One memo, dated 2016 and reportedly obtained through Russian surveillance of George Soros’ Open Society Foundations, outlined a Clinton campaign strategy: “Smear Donald Trump by magnifying the scandal” over Russia’s preference for Trump. That memo laid the groundwork for the Trump-Russia collusion hoax now known as Russiagate.
Intelligence running Clinton’s interference
The CIA labeled the intelligence “sensitive” and credible. The FBI rejected it. Agents claimed it relied on hearsay, appeared exaggerated, and might have suffered from translation errors.
That kind of skepticism might seem reasonable — if the FBI had applied the same scrutiny to the Steele dossier. Instead, they accepted that now-debunked document without verification and used it to justify surveillance warrants.
The inconsistency runs deeper than analysis. The Durham annex reveals that the FBI ignored evidence from 2015 and 2016 showing that foreign governments weren’t courting Trump — they were cozying up to Clinton.
One memo, written before Trump even announced his candidacy, described a foreign intelligence operative preparing to meet with a Clinton associate to discuss a “plan.” The operative was acting on direct orders from a foreign head of state.

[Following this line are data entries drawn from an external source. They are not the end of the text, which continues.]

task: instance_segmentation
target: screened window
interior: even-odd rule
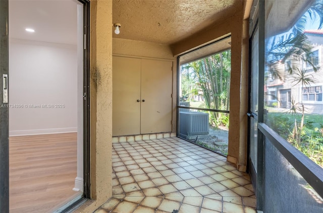
[[[230,43],[229,37],[180,56],[178,72],[178,136],[225,156],[229,125]]]
[[[281,5],[289,3],[277,2],[280,7],[267,8],[271,13],[265,33],[265,122],[323,167],[323,69],[319,66],[323,16],[318,10],[322,2],[304,2],[301,8],[293,8],[295,14],[304,13],[297,16],[296,22],[279,20]]]

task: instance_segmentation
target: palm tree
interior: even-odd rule
[[[293,26],[289,34],[275,36],[267,40],[267,73],[284,82],[288,77],[291,77],[294,86],[300,84],[302,88],[307,88],[315,82],[313,76],[307,74],[306,69],[303,68],[304,64],[307,64],[314,73],[317,71],[317,67],[311,60],[313,45],[304,31],[307,22],[317,17],[319,18],[318,29],[321,29],[323,26],[323,0],[317,0],[310,7]],[[299,146],[305,108],[301,96],[300,102],[296,103],[294,100],[291,102],[289,112],[294,115],[300,112],[301,115],[299,124],[295,118],[294,135],[296,143]]]
[[[227,50],[182,66],[186,74],[193,70],[198,90],[203,94],[204,107],[229,110],[231,60],[231,50]],[[217,126],[221,114],[214,112],[210,115],[212,125]]]

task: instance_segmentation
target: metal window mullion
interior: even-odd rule
[[[258,123],[264,120],[264,88],[265,66],[265,2],[259,0],[258,10]],[[263,180],[264,180],[264,139],[262,132],[258,129],[258,145],[257,148],[257,209],[262,210],[263,206]]]

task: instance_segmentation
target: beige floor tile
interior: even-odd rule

RELATED: The Russia hoax and COVID lies share the same deep-state fingerprints
Photo by Gilbert Carrasquillo/FilmMagic
The precise content of the plan is redacted, but the FBI’s field office viewed it as serious enough to request a FISA warrant. That request, however, was left to “languish in limbo” by senior FBI officials, who subsequently warned Clinton in a defensive briefing.
Frayed trust, no accountability
The documents suggest a coordinated operation — one in which political, bureaucratic, and media institutions aligned to discredit a political opponent using information they had strong reasons to believe was false. The CIA deemed the intelligence worth a presidential briefing. The FBI discarded it. The media ignored it. And Clinton operatives implemented it.
This is not merely a scandal of partisan excess. Nearly 10 years after the first Hillary Clinton email leaks, and eight years after Trump’s unexpected victory, we are only now beginning to see the scope of institutional complicity in the Russiagate deception. The political cost may never be fully calculated, but the institutional damage — to the FBI, to the intelligence community, and to the trust of the American people — is already done.